Nicks has been embracing some of the busiest years of her dual careers as both Fleetwood Mac frontwoman and solo sorceress—and doing so amid a global pandemic. Since she last performed with Styles at the Forum for his Fine Line release show in December, she’s released a 24 Karat Gold concert film and “Show Them the Way,” her politically minded single and first piece of original music in six years. After Miley Cyrus asked for Nicks’s blessing before releasing her “Edge of Seventeen”–tinged “Midnight Sky,” the two joined forces for an exhilarating new mash-up titled “Edge of Midnight.”
In honor of Styles making history as the magazine’s first solo cover boy, Nicks caught up with Vogue to answer all our questions about their cosmic connection. Currently beachside with her quarantine bubble in Hawaii, she’s been doing what one would expect Stevie Nicks to be up to during a pandemic: writing new music, dancing around her house to “Watermelon Sugar,” and “casting little spells.” As befitting rock’s foremost storyteller, our intended 30-minute chat turned into a two-hour confessional about her love of Styles, working with Cyrus for the first time, joining Fleetwood Mac, the president-elect Joe Biden, the Met Gala, betta fish funerals, and much more.
Your assistant just texted me a photo of the most gorgeous sunset I’ve ever seen. Where are you calling from?
We just got to Maui. It’s turning winter in Los Angeles, and I live close to the beach, where it’s colder than anywhere else in Southern California. Me and my quarantine buddies had a little break where we thought we could come over safely, so we did.
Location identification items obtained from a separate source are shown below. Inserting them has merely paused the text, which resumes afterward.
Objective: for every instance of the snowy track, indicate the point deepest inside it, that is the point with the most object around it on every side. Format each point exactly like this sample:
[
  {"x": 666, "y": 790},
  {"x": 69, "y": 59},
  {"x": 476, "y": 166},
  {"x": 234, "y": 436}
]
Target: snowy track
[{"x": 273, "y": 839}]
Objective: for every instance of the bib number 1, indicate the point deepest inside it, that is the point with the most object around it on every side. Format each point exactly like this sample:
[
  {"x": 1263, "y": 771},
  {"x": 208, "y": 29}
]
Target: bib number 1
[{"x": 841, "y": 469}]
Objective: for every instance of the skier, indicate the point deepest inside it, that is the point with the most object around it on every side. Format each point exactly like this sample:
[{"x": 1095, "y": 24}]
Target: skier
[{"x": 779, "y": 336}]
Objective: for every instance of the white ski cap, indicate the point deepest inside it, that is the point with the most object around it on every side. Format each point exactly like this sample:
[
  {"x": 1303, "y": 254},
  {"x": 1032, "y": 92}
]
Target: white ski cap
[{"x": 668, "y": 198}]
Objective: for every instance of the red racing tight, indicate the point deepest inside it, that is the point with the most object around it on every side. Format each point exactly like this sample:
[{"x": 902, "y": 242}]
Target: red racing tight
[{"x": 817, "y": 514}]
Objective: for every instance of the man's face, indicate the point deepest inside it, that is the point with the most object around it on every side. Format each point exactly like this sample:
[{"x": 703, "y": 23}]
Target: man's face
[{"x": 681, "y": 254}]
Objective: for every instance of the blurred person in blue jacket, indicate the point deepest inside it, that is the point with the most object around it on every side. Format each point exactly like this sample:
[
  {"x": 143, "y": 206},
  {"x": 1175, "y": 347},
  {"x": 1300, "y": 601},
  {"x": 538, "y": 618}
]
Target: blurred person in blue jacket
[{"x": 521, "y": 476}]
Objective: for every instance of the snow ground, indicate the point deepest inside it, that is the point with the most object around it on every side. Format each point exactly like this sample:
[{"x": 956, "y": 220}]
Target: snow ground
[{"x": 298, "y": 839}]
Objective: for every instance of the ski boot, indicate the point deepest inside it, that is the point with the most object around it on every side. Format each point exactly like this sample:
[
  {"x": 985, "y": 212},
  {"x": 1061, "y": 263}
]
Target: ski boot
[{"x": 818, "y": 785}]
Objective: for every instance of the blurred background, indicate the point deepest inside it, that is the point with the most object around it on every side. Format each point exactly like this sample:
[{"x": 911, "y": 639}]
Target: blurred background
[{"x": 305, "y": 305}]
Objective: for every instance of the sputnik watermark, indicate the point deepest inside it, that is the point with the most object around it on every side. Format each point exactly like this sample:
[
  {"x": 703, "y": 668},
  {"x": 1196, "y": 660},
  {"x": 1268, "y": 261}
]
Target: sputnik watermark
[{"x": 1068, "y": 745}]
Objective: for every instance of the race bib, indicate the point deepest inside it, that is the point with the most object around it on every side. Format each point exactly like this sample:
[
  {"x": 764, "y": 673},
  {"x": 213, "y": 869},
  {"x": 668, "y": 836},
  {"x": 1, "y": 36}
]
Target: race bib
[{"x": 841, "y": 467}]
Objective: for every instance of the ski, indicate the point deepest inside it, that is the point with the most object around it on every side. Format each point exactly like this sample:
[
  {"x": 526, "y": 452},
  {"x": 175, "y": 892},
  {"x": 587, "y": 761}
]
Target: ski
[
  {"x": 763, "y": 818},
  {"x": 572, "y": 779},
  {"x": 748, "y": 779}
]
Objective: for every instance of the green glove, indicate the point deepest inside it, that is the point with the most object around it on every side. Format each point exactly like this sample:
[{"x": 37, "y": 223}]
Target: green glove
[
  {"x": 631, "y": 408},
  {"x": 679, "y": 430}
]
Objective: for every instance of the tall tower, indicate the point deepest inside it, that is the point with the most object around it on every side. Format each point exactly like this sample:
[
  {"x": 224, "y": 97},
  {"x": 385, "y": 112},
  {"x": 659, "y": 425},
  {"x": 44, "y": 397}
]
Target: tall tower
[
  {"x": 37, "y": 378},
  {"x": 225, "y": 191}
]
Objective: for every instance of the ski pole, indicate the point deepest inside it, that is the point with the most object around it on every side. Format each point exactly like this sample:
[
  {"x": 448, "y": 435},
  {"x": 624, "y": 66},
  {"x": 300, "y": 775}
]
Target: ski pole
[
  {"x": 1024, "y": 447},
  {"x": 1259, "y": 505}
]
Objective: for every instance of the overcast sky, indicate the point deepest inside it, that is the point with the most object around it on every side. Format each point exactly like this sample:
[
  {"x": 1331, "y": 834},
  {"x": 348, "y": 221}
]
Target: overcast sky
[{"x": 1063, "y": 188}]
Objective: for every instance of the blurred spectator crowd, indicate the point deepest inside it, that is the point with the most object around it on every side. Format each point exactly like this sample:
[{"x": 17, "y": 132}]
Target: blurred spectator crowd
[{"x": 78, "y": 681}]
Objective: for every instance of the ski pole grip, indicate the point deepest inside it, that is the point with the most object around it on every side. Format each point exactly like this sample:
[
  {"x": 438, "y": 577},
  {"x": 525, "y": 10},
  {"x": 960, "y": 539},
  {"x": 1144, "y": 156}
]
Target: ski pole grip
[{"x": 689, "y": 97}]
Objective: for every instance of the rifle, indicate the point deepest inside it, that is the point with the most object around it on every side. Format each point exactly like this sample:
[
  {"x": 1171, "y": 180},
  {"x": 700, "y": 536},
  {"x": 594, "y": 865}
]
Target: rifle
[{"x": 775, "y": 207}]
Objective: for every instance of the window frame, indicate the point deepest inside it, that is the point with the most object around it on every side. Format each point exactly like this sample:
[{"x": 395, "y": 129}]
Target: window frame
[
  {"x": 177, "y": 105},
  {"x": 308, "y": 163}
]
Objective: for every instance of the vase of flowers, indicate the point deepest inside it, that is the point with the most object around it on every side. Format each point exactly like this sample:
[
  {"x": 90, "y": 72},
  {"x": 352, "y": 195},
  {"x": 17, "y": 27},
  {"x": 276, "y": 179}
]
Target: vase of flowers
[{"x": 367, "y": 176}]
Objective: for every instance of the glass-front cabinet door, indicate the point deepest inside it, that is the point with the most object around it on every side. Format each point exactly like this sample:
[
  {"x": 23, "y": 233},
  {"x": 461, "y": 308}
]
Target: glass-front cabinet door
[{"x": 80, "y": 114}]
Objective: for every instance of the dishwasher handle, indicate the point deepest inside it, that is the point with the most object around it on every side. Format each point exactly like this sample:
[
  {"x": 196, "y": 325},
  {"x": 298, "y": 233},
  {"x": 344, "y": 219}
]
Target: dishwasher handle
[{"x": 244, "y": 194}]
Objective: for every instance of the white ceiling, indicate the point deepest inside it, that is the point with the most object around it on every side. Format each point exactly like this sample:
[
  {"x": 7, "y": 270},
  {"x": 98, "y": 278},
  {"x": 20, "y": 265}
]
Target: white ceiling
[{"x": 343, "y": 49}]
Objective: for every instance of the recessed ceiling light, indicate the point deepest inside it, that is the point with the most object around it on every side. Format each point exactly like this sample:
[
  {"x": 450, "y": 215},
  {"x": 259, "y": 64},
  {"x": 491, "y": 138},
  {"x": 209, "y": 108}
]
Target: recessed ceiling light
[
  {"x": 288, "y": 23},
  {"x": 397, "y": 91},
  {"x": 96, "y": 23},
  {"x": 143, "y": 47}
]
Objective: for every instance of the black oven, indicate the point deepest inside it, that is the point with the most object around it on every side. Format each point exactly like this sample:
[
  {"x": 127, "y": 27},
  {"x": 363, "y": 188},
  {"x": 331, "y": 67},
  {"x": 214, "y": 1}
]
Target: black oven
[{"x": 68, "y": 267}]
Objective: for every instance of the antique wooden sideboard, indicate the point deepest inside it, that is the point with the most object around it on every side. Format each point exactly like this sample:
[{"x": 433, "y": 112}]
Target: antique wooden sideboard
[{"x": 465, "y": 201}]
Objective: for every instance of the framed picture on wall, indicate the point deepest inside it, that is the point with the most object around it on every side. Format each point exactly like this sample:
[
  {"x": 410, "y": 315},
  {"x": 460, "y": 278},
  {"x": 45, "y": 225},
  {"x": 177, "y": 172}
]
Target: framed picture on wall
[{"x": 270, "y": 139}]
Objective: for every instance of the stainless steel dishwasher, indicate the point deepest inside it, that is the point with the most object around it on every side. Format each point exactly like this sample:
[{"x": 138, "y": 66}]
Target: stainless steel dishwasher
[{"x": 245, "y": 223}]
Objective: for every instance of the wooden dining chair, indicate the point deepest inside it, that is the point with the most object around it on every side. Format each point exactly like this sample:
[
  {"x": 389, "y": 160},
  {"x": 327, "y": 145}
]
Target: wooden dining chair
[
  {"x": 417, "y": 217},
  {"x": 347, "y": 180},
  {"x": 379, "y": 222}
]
Did you bring your dogs along?
Yes. We have three—two Chinese cresteds and one Yorkshire—and they’re thrilled. I think this pandemic affected them too because they’re travelers. It’s just a two-week trip, but we brought enough stuff to last us a year. I don’t really come out of my room much since I don’t go to bed until seven in the morning and typically sleep until three—and that’s whether I’m in L.A. or London. Wherever I go, I still end up having breakfast at five in the afternoon.
Last time we spoke you talked about the inspiration behind writing “Show Them the Way” around the time of the 2008 election and waiting all these years release it until you felt the moment was right. How does it feel now to finally have it out in the world?